Endende Beziehungen hintérlassen oft sehr viele Gefühle und auch das Gefühl des Verletztseins, der Kränkung und auch des Bedürfnisses, dass Leute die einem Nahestehen einen akzeptieren und die eigene Seite verstehen. Und die Kinder stehen einem natürlich am nächsten. Gleichzeitig sind sie das, was einen noch an den Partner bindet, was er von einem braucht, was man kontrollieren kann. Der Umgang mit den Kindern kann da eine gute Waffe sein,um den anderen zu treffen. Aber auch der Kontakt bei der Übergabe kann ein günstiger Moment sein, um den anderen irgend etwas reinzuwürgen, eine Spruch zu machen, oder es kann Ex-Partnern schwer fallen, die frühere Dynamik innerhalb der Beziehung fallen zu lassen, etwa wenn einer der Partner eher dominant war und beruflich erfolgreich und der andere früher immer das getan hat, was der andere gesagt hat, bis es eben zur Trennung kam und er nun nicht mehr diese Stellung des anderen als „der Bessere“ akzeptiert.
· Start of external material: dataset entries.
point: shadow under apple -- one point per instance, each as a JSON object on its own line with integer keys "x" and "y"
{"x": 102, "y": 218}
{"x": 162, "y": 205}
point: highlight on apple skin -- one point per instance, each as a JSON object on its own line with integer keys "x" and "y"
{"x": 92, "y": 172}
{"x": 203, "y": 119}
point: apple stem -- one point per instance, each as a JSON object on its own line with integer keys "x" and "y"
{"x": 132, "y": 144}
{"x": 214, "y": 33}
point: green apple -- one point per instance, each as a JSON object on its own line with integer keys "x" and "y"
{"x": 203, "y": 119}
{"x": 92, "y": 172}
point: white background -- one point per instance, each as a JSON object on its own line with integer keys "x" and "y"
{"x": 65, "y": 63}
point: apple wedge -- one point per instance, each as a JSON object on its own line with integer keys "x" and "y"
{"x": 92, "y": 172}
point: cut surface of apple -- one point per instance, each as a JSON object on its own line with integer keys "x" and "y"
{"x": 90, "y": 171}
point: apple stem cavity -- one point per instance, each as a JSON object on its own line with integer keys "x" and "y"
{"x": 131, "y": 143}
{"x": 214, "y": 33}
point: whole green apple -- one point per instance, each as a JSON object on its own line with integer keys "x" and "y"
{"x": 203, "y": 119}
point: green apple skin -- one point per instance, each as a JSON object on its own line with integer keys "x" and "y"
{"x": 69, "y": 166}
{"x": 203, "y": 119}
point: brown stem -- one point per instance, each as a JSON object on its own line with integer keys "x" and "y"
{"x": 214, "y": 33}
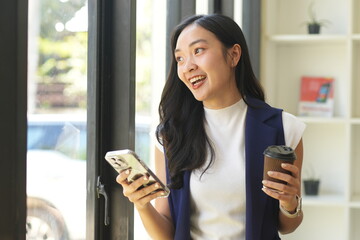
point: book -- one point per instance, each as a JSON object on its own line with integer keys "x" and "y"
{"x": 316, "y": 96}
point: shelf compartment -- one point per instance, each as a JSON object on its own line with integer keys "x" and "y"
{"x": 356, "y": 81}
{"x": 316, "y": 226}
{"x": 354, "y": 223}
{"x": 325, "y": 157}
{"x": 286, "y": 65}
{"x": 290, "y": 16}
{"x": 356, "y": 16}
{"x": 306, "y": 38}
{"x": 324, "y": 200}
{"x": 355, "y": 163}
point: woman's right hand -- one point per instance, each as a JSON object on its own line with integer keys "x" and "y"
{"x": 140, "y": 197}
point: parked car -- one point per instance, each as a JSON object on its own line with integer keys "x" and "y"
{"x": 56, "y": 175}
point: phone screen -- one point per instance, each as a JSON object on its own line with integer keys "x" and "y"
{"x": 122, "y": 160}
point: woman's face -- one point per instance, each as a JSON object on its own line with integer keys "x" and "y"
{"x": 205, "y": 69}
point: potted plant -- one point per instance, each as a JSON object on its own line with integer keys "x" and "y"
{"x": 314, "y": 24}
{"x": 311, "y": 183}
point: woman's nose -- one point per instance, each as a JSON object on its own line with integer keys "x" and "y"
{"x": 190, "y": 66}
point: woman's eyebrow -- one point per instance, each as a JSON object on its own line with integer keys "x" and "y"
{"x": 193, "y": 43}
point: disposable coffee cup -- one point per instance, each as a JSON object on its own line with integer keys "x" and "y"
{"x": 274, "y": 156}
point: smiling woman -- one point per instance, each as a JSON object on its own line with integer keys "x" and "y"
{"x": 207, "y": 68}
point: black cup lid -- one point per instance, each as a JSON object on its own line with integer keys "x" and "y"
{"x": 280, "y": 152}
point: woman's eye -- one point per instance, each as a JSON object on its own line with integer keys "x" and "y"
{"x": 198, "y": 50}
{"x": 179, "y": 59}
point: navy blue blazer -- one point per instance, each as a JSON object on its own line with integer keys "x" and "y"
{"x": 263, "y": 127}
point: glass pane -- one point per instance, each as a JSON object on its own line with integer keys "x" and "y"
{"x": 150, "y": 78}
{"x": 57, "y": 89}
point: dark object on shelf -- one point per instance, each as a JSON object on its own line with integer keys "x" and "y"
{"x": 314, "y": 28}
{"x": 311, "y": 187}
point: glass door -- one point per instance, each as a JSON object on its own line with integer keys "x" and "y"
{"x": 57, "y": 106}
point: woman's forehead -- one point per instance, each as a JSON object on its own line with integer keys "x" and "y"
{"x": 193, "y": 33}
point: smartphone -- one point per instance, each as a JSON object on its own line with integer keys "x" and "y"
{"x": 122, "y": 160}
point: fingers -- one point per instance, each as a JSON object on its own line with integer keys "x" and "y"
{"x": 285, "y": 193}
{"x": 139, "y": 192}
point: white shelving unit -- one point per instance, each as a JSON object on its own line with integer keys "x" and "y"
{"x": 331, "y": 145}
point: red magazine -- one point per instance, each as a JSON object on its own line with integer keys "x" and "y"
{"x": 316, "y": 97}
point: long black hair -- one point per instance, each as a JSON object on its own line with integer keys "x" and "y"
{"x": 181, "y": 128}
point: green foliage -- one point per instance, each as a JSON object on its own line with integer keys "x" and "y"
{"x": 56, "y": 11}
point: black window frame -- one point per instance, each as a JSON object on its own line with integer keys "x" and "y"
{"x": 111, "y": 106}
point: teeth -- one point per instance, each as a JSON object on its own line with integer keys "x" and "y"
{"x": 195, "y": 79}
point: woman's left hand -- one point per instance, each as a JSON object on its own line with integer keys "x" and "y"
{"x": 285, "y": 193}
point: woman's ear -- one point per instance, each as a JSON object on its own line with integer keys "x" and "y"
{"x": 235, "y": 54}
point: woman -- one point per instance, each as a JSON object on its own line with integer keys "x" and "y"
{"x": 214, "y": 127}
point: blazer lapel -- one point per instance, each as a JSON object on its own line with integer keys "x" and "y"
{"x": 258, "y": 136}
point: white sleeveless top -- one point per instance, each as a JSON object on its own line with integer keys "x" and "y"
{"x": 218, "y": 198}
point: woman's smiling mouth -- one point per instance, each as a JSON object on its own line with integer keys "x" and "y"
{"x": 197, "y": 81}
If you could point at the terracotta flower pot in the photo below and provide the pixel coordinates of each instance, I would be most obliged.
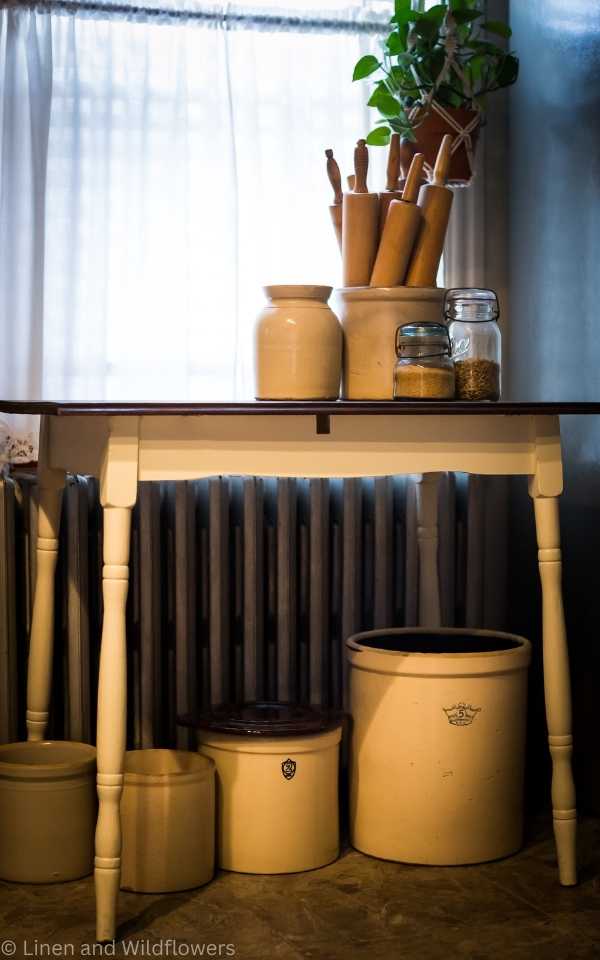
(429, 132)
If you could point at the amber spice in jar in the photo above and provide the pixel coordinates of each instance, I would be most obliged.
(424, 369)
(415, 382)
(477, 379)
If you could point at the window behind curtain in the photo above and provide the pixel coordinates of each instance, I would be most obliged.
(185, 169)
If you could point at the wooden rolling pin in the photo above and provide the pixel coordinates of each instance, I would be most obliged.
(435, 201)
(400, 231)
(391, 192)
(335, 210)
(360, 221)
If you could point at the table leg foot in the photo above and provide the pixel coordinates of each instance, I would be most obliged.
(565, 837)
(106, 881)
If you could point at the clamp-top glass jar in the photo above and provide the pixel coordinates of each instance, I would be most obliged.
(424, 368)
(472, 316)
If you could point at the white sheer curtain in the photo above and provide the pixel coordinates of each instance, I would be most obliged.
(155, 171)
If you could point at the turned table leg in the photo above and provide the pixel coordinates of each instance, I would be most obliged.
(557, 688)
(428, 539)
(41, 641)
(118, 486)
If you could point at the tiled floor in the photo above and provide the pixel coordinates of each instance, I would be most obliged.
(513, 909)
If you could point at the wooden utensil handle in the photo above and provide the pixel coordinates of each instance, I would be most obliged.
(393, 167)
(413, 179)
(335, 179)
(361, 167)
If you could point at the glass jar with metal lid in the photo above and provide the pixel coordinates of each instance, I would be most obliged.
(424, 368)
(472, 317)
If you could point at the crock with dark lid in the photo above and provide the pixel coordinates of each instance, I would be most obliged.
(265, 719)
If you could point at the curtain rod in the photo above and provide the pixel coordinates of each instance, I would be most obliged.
(224, 17)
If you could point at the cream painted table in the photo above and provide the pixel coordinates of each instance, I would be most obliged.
(122, 444)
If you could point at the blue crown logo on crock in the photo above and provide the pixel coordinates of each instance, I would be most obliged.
(461, 714)
(288, 768)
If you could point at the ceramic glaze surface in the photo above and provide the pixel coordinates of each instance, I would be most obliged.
(47, 811)
(277, 801)
(298, 346)
(168, 821)
(437, 751)
(370, 318)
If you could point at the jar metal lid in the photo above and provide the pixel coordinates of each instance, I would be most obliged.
(432, 337)
(474, 304)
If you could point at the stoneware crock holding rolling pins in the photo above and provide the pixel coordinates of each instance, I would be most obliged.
(391, 191)
(435, 201)
(360, 224)
(370, 317)
(335, 210)
(399, 233)
(298, 345)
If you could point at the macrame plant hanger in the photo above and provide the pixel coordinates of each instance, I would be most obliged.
(463, 134)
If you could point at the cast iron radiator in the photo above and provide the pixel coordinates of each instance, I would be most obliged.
(240, 588)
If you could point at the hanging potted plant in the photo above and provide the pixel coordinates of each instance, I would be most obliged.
(433, 76)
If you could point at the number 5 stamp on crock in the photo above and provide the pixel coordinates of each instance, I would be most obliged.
(461, 714)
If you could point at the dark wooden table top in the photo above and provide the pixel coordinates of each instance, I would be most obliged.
(303, 407)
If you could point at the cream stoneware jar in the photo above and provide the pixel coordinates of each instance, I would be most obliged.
(277, 807)
(168, 821)
(298, 345)
(438, 744)
(370, 317)
(47, 811)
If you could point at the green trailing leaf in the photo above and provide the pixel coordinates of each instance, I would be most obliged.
(413, 58)
(380, 137)
(365, 67)
(426, 29)
(394, 44)
(379, 90)
(497, 27)
(387, 105)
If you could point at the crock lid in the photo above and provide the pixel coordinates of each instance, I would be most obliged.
(291, 291)
(265, 719)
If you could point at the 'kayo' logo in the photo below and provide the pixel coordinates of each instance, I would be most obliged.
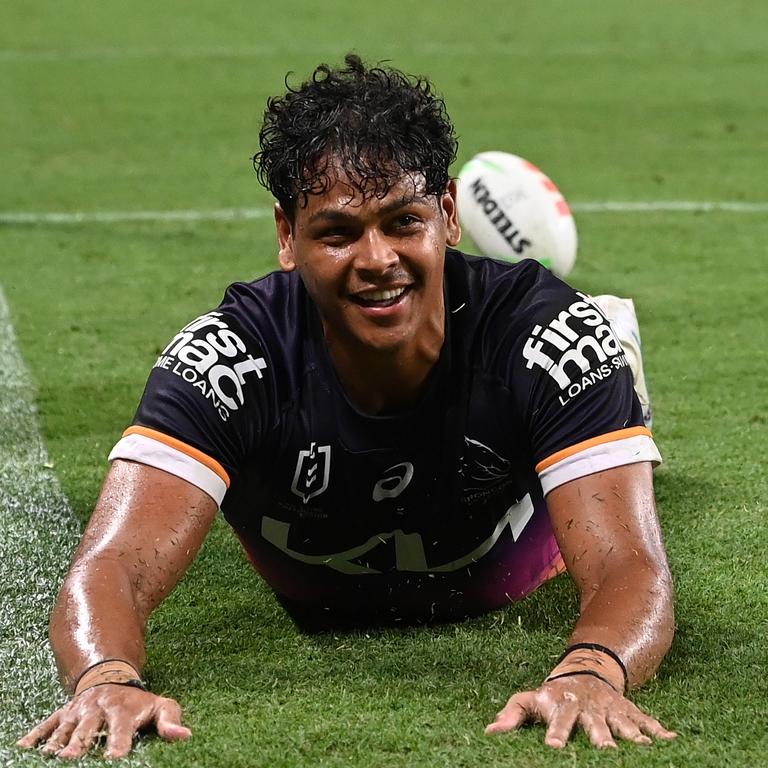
(312, 470)
(566, 353)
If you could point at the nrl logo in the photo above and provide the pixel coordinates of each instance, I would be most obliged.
(312, 470)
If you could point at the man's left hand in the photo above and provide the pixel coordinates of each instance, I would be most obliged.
(583, 700)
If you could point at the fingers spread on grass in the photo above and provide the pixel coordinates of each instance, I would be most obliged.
(60, 737)
(597, 730)
(653, 727)
(518, 710)
(626, 728)
(82, 737)
(40, 732)
(168, 721)
(561, 724)
(120, 735)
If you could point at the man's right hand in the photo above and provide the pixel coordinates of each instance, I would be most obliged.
(118, 711)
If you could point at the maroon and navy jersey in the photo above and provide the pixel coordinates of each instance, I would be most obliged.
(434, 511)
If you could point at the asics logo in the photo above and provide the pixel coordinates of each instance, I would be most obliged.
(392, 485)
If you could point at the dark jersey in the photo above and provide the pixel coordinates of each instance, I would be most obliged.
(436, 511)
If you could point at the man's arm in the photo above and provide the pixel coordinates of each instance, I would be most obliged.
(145, 531)
(609, 536)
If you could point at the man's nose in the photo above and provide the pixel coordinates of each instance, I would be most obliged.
(375, 253)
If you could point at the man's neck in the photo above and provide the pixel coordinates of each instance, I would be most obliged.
(384, 382)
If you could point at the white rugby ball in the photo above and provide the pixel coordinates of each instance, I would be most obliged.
(512, 211)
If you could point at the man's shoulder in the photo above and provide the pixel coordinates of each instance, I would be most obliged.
(270, 308)
(520, 291)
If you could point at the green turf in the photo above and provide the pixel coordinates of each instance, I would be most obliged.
(145, 106)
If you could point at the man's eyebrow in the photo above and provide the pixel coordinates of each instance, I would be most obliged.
(341, 214)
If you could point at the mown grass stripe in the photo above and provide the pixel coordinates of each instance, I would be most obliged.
(237, 214)
(38, 533)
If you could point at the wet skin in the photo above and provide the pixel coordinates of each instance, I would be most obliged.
(374, 269)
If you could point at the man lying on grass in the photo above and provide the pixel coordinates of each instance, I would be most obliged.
(384, 426)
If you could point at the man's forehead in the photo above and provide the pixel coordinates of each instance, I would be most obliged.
(346, 192)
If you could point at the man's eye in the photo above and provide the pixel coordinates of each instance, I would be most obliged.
(335, 235)
(407, 220)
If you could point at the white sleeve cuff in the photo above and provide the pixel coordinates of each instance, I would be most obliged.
(596, 458)
(157, 454)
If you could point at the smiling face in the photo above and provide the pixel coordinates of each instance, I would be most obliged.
(374, 267)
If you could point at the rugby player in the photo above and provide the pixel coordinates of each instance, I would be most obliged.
(397, 432)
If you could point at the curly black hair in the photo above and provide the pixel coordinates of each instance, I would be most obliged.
(375, 124)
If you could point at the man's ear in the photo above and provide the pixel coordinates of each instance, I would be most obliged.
(450, 214)
(284, 239)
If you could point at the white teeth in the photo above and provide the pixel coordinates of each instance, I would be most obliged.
(383, 295)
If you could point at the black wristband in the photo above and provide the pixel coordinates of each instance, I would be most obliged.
(589, 672)
(134, 683)
(95, 664)
(603, 649)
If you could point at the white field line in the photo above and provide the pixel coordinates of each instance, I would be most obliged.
(240, 214)
(108, 52)
(38, 534)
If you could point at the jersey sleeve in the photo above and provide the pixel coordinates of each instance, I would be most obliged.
(204, 407)
(574, 386)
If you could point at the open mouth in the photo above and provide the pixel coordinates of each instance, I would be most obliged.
(383, 298)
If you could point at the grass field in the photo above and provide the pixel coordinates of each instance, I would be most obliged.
(154, 107)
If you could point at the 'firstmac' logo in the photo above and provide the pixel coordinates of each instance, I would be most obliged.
(577, 342)
(212, 358)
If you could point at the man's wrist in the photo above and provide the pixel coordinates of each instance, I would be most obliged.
(109, 671)
(595, 660)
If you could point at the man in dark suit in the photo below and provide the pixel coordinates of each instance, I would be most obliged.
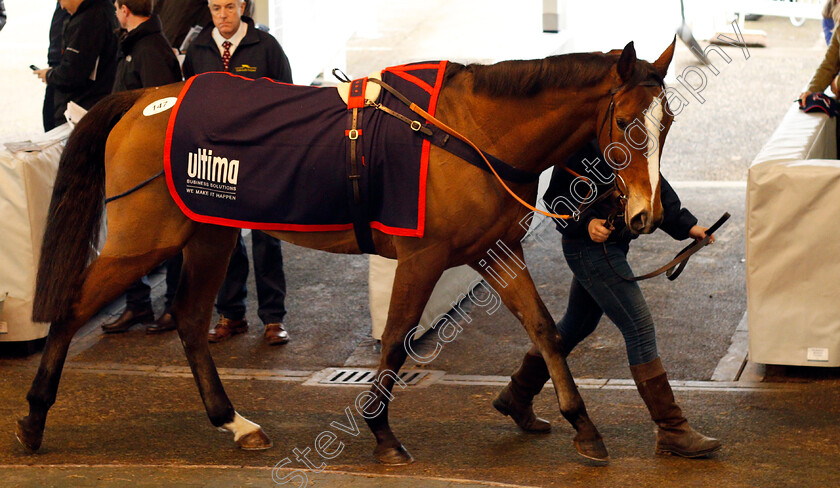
(233, 44)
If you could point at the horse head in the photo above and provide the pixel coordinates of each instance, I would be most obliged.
(633, 125)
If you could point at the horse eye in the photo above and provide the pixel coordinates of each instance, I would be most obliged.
(621, 123)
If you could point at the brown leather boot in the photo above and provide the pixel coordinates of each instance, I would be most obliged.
(674, 435)
(227, 328)
(516, 399)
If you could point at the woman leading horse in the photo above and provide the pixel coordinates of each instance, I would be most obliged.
(528, 113)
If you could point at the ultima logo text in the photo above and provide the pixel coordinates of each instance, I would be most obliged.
(203, 165)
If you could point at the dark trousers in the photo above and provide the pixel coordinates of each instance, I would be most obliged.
(137, 297)
(48, 112)
(268, 273)
(596, 289)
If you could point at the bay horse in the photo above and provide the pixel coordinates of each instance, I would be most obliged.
(528, 113)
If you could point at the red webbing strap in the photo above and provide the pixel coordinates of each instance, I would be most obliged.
(356, 99)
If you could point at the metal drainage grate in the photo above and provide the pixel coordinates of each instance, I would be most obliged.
(365, 377)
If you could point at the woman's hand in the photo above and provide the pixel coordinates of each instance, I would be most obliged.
(598, 232)
(699, 233)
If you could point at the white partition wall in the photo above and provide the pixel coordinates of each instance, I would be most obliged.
(26, 182)
(793, 245)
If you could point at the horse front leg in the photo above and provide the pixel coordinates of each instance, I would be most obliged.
(203, 270)
(512, 281)
(105, 279)
(414, 280)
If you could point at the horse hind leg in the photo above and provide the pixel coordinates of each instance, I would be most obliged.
(104, 280)
(518, 293)
(413, 284)
(205, 263)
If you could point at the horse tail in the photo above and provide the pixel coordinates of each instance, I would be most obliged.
(75, 214)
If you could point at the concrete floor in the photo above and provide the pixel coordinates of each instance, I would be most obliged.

Bei Familiengerichten läuft all dies was Umgang und Sorgerecht betrifft unter dem Stichwort:
Akzeptieren, dass die Beziehungsebene gescheitert ist und man eine Elternebene finden muss
Dabei geht es eben genau darum, dass man die Gefühle hinter sich lässt und auf eine funktionale Ebene zurückkehrt, in der man akzeptiert, dass die Beziehung gescheitert ist und alle Vorwürfe aus der Beziehung einen nicht weiterbringen. Stattdessen soll man die Elternstellung des anderen akzeptieren und sich deutlich machen, dass das Kind beide Eltern liebt und man eben für das Kind bestimmte Punkte regeln muss, ohne das die Streitigkeiten aus der Beziehung dabei eine Rolle spielen dürfen, weil eben das Kind nichts dafür kann, dass es mit den beiden nicht geklappt hat. Das Kind hat aus dieser Sicht einen Anspruch darauf, beide Elternteile mögen zu dürfen, ohne dass es deswegen ein schlechtes Gewissen haben muss oder dass es das Gefühl hat, dass es dafür bestraft wird oder einem der Elternteile weh tut.
Das ist häufig leichter gesagt als getan.
Wenn Familiengerichte feststellen, dass in einem Umgangs- oder Sorgerechtsverfahren die Beziehungsebene vorherrscht und die Elternebene in weiter Ferne ist, dann versuchen sie normalerweise einen Vergleich zu schließen, in dem sich die Eltern zusätzlich zu einer Regelung zum Umgangsrecht oder zum Sorgerecht dazu verpflichten, dass beide eine Beratungsstelle aufsuchen, die den Eltern dabei helfen soll, genau diese Elternebene zu finden.
Nach meiner Erfahrung klappt das in hochstreitigen Fällen üblicherweise nicht oder fast nie. Es ist aber gleichzeitig der einzige Weg, den Konflikt dauerhaft zu beseitigen.
Hat einer Erfahrung mit einer solchen Beratung? Wenn ja, dann würde mich ein Bericht interessieren.
Wie findet man aus eurer Sicht am besten zu einer „Elternebene“?